The Dallas Cowboys Cheerleaders have a lot more to offer than just synchronized dance moves.
Director Dana Adam Shapiro pointed his lens at the history of the iconic cheerleading squad in his new documentary “Daughters of the Sexual Revolution: The Untold Story of the Dallas Cowboys Cheerleaders,” which premiered at SXSW. The main subject of the film is “den mother” and team director Suzanne Mitchell, who helped transform the Dallas cheerleaders into an institution.
Several of Mitchell’s former cheerleaders made their way to Austin, Tex., for the film’s premiere.

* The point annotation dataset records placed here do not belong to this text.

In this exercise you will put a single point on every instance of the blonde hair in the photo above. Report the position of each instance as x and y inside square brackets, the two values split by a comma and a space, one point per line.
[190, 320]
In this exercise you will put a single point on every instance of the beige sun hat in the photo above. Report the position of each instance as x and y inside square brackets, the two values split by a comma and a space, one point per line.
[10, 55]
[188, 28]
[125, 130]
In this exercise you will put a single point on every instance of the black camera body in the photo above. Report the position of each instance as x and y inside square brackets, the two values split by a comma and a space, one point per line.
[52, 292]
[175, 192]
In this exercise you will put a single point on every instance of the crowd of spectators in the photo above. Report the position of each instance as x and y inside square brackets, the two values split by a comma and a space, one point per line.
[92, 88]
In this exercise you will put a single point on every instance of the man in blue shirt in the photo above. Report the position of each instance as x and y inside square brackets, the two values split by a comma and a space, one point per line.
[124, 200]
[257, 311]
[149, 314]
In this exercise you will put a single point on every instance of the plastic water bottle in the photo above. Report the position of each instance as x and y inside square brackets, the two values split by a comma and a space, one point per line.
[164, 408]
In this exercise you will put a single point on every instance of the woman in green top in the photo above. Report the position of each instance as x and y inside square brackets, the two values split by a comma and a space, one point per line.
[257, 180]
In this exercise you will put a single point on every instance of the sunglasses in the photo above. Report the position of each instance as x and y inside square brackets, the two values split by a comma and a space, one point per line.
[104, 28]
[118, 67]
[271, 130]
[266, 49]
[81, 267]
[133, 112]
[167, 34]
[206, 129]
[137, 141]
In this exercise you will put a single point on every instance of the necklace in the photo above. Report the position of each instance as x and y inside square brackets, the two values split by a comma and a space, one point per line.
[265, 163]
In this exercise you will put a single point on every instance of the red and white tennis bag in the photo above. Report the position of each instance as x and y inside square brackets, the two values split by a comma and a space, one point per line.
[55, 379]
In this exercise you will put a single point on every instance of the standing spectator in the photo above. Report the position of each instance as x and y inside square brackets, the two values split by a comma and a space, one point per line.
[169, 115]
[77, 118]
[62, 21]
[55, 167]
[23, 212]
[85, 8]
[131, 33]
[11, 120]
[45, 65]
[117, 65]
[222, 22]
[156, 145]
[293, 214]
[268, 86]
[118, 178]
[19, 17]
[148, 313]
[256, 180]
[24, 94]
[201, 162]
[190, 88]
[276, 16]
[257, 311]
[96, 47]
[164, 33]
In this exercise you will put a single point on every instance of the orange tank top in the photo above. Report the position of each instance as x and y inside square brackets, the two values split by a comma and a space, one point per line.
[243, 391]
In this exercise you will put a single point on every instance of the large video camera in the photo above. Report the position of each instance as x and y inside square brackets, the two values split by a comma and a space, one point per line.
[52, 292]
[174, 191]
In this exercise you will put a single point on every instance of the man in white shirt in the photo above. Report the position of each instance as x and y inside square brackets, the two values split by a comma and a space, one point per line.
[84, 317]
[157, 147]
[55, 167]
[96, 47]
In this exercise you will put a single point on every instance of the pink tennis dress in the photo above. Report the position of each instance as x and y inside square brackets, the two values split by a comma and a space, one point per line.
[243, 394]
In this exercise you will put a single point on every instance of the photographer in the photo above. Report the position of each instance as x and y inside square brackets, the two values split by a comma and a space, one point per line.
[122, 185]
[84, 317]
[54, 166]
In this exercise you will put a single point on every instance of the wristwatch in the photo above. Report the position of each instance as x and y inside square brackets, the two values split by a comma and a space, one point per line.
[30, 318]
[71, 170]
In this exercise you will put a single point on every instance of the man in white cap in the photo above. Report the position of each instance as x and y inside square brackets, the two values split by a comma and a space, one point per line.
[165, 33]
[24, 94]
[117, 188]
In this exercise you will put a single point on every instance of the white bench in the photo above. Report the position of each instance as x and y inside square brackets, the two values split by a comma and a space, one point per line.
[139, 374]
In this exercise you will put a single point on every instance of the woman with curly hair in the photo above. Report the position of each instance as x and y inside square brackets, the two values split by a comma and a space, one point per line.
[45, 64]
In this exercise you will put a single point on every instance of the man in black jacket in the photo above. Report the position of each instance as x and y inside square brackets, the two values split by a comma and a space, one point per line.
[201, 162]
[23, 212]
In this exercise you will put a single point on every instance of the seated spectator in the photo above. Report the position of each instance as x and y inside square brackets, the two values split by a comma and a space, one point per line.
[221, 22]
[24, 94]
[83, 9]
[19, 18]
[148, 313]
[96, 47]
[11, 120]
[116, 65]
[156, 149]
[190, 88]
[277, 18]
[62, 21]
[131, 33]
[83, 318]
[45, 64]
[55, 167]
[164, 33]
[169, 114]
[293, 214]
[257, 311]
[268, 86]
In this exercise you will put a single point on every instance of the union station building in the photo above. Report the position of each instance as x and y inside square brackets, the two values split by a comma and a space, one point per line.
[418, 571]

“[Shapiro] had an interest to see why there were pretty women on the side of a football field,” says Toni Washington, who was on the team from 1980 to 1983. “He started reaching out to girls and they redirected them to Suzanne.”
With the blessing of Mitchell, who passed away in 2016, team members were quickly on board with participating.

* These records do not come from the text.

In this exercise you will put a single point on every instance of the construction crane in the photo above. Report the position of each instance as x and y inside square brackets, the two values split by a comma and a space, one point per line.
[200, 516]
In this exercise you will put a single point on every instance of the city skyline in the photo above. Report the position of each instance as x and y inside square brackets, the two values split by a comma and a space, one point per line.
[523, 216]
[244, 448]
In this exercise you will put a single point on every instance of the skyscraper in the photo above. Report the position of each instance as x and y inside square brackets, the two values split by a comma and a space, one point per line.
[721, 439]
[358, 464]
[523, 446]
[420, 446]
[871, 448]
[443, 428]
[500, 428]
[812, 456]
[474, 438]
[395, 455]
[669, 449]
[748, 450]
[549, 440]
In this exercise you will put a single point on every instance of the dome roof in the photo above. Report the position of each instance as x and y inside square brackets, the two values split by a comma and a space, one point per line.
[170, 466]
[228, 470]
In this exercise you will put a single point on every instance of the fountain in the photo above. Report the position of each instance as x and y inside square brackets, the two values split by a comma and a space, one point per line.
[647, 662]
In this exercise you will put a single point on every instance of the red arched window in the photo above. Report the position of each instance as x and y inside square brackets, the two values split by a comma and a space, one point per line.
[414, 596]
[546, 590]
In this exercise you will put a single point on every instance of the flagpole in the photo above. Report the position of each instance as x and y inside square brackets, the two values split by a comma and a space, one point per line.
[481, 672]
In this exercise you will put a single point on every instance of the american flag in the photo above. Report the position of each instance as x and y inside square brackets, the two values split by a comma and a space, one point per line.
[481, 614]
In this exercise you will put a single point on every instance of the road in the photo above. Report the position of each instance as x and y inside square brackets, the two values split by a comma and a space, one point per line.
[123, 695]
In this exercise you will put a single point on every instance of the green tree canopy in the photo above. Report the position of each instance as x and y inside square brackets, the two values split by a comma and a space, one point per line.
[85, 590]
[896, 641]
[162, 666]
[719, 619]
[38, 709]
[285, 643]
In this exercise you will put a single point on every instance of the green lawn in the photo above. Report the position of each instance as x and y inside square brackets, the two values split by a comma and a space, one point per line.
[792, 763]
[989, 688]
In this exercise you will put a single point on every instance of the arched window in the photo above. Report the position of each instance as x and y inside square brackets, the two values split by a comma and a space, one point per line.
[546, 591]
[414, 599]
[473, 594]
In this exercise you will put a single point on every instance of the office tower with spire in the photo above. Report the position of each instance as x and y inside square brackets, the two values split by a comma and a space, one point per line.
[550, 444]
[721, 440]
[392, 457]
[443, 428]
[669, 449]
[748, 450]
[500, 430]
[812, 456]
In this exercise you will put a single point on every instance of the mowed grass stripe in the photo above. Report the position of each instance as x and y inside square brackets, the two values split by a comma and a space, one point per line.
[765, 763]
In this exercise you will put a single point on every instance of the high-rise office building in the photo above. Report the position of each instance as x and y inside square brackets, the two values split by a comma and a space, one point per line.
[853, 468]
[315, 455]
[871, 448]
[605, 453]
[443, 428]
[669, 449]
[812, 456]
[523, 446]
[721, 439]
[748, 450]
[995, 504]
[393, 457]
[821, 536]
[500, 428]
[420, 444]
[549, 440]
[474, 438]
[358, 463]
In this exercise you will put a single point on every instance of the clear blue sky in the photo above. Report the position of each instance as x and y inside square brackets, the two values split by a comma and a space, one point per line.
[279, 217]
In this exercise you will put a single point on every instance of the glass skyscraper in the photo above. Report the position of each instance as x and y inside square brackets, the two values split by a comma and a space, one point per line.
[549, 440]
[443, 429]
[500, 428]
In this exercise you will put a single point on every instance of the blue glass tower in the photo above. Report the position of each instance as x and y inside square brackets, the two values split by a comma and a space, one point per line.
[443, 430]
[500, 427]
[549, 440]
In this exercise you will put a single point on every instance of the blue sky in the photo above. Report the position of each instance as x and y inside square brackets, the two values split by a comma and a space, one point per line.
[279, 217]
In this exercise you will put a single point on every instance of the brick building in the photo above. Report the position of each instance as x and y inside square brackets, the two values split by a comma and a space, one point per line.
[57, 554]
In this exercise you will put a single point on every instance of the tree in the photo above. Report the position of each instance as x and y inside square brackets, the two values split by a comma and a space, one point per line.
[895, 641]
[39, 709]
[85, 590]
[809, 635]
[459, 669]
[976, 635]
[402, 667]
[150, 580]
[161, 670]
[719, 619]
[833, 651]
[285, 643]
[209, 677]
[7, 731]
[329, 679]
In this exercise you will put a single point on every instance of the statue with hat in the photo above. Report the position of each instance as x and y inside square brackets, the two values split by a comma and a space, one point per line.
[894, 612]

“I thought it was about time,” says Shannon Baker Werthman, on the team from 1976 to 1980, of her reaction to learning that Shapiro wanted to make a documentary about the team. “People get so tunnel visioned on what they think about this institution, of the cheerleaders, and it’s hard for them to break out of that sometimes.”

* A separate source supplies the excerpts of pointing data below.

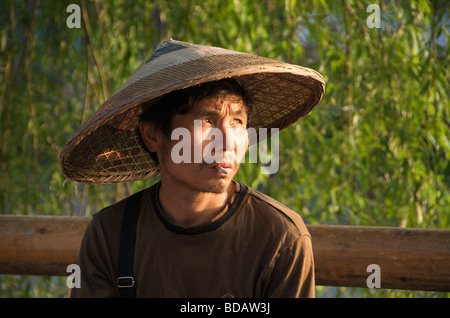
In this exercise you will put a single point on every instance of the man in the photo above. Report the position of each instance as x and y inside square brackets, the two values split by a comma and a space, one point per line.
[199, 233]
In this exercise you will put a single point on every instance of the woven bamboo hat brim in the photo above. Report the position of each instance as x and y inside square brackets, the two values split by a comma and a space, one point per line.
[108, 149]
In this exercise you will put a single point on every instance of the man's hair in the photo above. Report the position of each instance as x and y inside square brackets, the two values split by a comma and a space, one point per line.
[183, 101]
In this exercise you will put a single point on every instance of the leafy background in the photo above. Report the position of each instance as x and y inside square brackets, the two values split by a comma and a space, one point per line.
[374, 152]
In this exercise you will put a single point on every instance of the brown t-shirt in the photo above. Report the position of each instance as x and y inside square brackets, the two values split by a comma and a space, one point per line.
[255, 248]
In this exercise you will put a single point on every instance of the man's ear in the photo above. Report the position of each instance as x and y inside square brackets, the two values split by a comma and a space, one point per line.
[151, 135]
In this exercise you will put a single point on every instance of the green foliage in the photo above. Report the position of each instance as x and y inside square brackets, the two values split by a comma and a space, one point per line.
[375, 151]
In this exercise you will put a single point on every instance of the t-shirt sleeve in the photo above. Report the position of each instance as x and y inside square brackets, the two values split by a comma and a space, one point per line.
[293, 272]
[95, 268]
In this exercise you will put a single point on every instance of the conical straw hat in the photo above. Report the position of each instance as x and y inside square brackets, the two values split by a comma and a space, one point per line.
[108, 149]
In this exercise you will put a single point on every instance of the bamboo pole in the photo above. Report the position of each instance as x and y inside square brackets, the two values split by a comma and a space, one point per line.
[412, 259]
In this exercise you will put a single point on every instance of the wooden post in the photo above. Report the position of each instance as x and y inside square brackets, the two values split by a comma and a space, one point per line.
[412, 259]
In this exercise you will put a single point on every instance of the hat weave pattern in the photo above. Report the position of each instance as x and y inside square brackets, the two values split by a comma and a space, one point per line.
[108, 148]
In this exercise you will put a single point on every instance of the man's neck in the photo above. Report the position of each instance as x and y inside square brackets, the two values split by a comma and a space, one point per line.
[186, 207]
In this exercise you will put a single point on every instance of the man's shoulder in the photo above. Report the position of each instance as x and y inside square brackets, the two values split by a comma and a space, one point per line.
[277, 213]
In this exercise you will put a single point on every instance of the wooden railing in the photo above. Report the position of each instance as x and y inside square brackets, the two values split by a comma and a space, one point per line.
[407, 258]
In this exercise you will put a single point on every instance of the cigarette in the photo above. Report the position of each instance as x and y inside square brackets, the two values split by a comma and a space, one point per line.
[221, 169]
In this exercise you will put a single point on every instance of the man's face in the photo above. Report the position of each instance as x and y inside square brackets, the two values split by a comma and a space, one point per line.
[217, 131]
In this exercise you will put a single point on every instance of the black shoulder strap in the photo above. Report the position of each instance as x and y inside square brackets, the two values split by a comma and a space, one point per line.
[125, 280]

“I’ve been a ceo, currently I’m an evp,” says Dana Presley Killmer, who was on the team from 1981 to 1985. “People don’t ask me about being a female ceo, they ask me what it was like being a cheerleader.”
All three women maintain that what it was like will likely surprise many people, and challenge their preconceptions.
“I think the film tells the story that no one knows, and that is that you see the flash of the uniform and the white boots and bright smiles on the sidelines, but being a Dallas cheerleader was a lot about service to others,” Killmer adds, noting that team members gave up their weekends, holidays and school breaks to volunteer. Being on the team took her all over the world — and sometimes into harms way. While on a USO tour in Beirut and Lebanon, the jeep she was in was shot at; while flying over a demilitarized zone, their airplane radio went out and was in threat of being shot down.
“I didn’t reaudition four times just to cheer on the sidelines,” Killmer says. “I’m a big football fan — you miss instant replay when you’re cheerleading. And you’re facing the fans — you miss half of the greatest catches in the world when you’re cheering. I auditioned four straight years so I could travel all over the world and continue doing the service work.”